Пьем с Валей чай на кухне. Дед убрался в свою комнату. К чаю — один только черствый батон.
— С одной стороны, у нас сейчас трудные времена, — говорит Валя. — А с другой стороны, аскетизм — это тоже неплохо. — Она улыбается. — Дедушкина пенсия вся уходит на лекарства, маме
в библиотеке платят копейки, а я пока не работаю…— А чем ты занимаешься?
— Ничем. Работала в магазине, но меня оттуда выгнали…
— За что?
— Потом расскажу, сейчас неохота. А до этого я училась. В МГУ, на историческом. Вылетела в летнюю сессию. Что-то отовсюду меня выгоняют. Плохая примета.
— Закройте окно, хорошо? — говорит Валя.
Мы репетируем в «каморке». Валя сидит на усилителях с бутылкой пива.
— Не надо, пожалуйста, — подает голос Леха. — Я тут в углу вообще спарюсь.
— Не спаришься, — говорю я.
— Коллеги, проявите жалость…
— Ну, если девушка просит… — говорит Курт.
— Вот, все вы против меня сегодня…
— Ладно, поехали. На три счета…
Леха вступает, потом я и Курт — и сразу «разъезжаемся».
— Стоп, стоп, стоп! — кричу я в микрофон. — Леха, куда ты так гонишь?
— Извиняюсь, коллеги, извиняюсь…
В «каморке» — я и Валя. Леха и Курт пошли покурить. Мы целуемся. Я сую руку Вале под свитер, трогаю грудь. Она сегодня без лифчика.
— Они долго будут курить? — спрашивает Валя.
— Не знаю. А ты что, предлагаешь?..
— Ну а что? Нет, шучу. Не успеем.
По бокам аллеи — черные голые деревья. Над усадьбой Ленинские Горки низко нависают серые облака. Под деревьями — корка грязного снега.
— Я здесь был всего один раз, в школе, в первом классе… — говорю я Вале. — Весной, на какую-то годовщину. Тогда было много народу, не то, что сейчас. Но я почти ничего не помню…
— Нет, я несколько раз была. И давно, и недавно… Но мне сейчас тоже нравится больше, когда нет всяких зевак. А то приезжают гоблины, просто от нечего делать, вопросы задают идиотские…
Мы заходим в «Большой дом». Тетка в кассе говорит:
— Вы подождите, ребята, сейчас группа должна приехать — китайцы. С ними тогда обойдете дом…
— А можно как-нибудь без китайцев? — спрашиваю я.
— Ну, можно и без китайцев. Надежда Сергеевна, проведите ребят по дому, пока китайцы не приехали.
Идем за Надеждой Сергеевной — маленькой худой старушкой — по анфиладе комнат усадьбы. В комнатах — спертый, «нафталиновый» запах. Я его ненавижу. Хочется скорее на улицу.
— А вот в этой комнате Владимир Ильич умер, — говорит Надежда Сергеевна. — Причем, говорят, что перед смертью он попрощался со всеми.

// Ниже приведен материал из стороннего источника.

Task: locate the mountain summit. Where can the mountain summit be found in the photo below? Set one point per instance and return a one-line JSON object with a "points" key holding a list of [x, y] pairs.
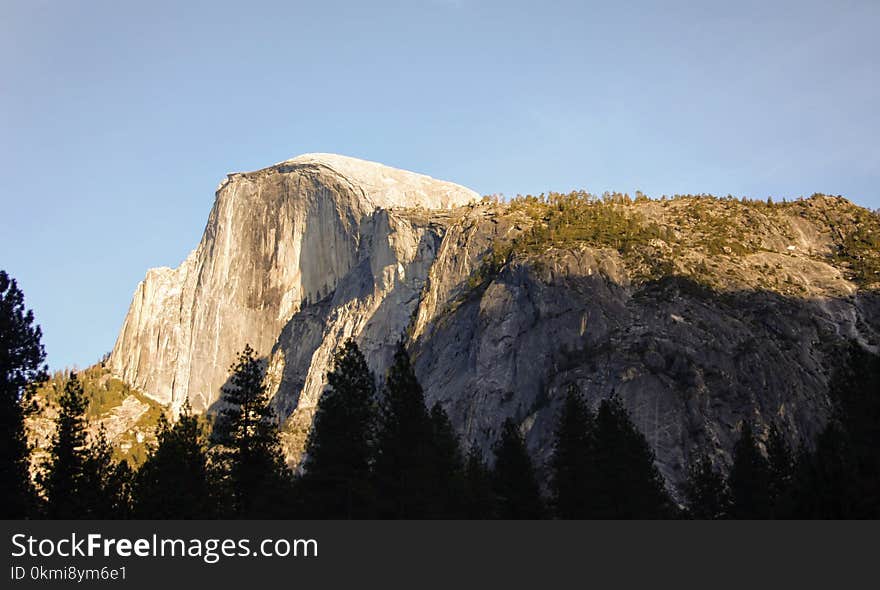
{"points": [[698, 313]]}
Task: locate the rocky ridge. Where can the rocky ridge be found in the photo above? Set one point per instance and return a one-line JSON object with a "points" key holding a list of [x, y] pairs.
{"points": [[698, 312]]}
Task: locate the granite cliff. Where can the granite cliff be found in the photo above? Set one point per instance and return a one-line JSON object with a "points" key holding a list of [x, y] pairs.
{"points": [[698, 312]]}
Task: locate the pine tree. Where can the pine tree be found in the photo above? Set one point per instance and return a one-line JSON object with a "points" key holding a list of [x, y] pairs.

А вообще, он очень много работал и мало отдыхал — и в этом одна из причин ранней смерти. После первого инсульта врачи говорили ему, что надо отдыхать. И он все собирался, собирался, но так и не собрался. Другие отдыхали — и Троцкий тот же, и Киров. На охоту ездили, в Крым…
У крыльца топчутся два десятка китайцев. Почти у каждого — фотоаппарат или видеокамера. Они галдят на своем языке.